31, fig. 9). The present species is broader, and evidently old
individuals are smaller. The generic position is uncertain. As
between a short Paludestrina and a long Amnicola there is little
choice.

Washington county is in the southwestern angle of Utah,
drained by the Virgin river, flowing into the Colorado. The
specimens are "dead" shells, but not fossil, I think. According to the label, Oreohelix strigosa was found in the same place.
The collector was not given for this or the preceding.

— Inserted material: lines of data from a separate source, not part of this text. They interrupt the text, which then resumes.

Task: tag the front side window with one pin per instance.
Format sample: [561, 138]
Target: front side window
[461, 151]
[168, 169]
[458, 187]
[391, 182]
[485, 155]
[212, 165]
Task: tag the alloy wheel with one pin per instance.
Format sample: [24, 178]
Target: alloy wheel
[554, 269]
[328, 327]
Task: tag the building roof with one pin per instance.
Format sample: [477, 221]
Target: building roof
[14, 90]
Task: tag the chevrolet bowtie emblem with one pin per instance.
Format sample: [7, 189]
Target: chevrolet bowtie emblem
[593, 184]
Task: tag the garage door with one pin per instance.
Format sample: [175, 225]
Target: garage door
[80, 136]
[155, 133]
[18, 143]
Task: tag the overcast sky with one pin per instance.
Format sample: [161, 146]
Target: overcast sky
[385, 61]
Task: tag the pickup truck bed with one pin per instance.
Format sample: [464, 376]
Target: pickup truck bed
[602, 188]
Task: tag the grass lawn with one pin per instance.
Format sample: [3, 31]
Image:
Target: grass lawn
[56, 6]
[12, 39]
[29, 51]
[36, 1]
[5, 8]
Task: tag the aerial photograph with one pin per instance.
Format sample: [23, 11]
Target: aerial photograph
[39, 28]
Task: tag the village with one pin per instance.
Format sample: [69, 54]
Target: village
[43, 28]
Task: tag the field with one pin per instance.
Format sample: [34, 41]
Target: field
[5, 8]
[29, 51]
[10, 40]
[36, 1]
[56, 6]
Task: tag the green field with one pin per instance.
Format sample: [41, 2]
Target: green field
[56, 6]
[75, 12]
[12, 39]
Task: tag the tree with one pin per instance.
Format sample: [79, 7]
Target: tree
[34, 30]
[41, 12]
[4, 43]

All of the adult specimens of A. deserta have the last whorl
shortly free at the aperture. It is a senile form, probably extinct or on the verge of extinction, Amnicolidae lead a precarious
existence in the arid states. The rivers do not afford suitable
stations. They have apparently never gained access to the
small perennial streams of the higher mountains; and permanent
springs and streams are so rare on the lower levels that the
colonies are small, few and widely separated. The large proportion of extremely diminutive species in the arid region is
remarkable. It may, perhaps, be looked upon as a permanent
dwarfing due to unfavorable conditions.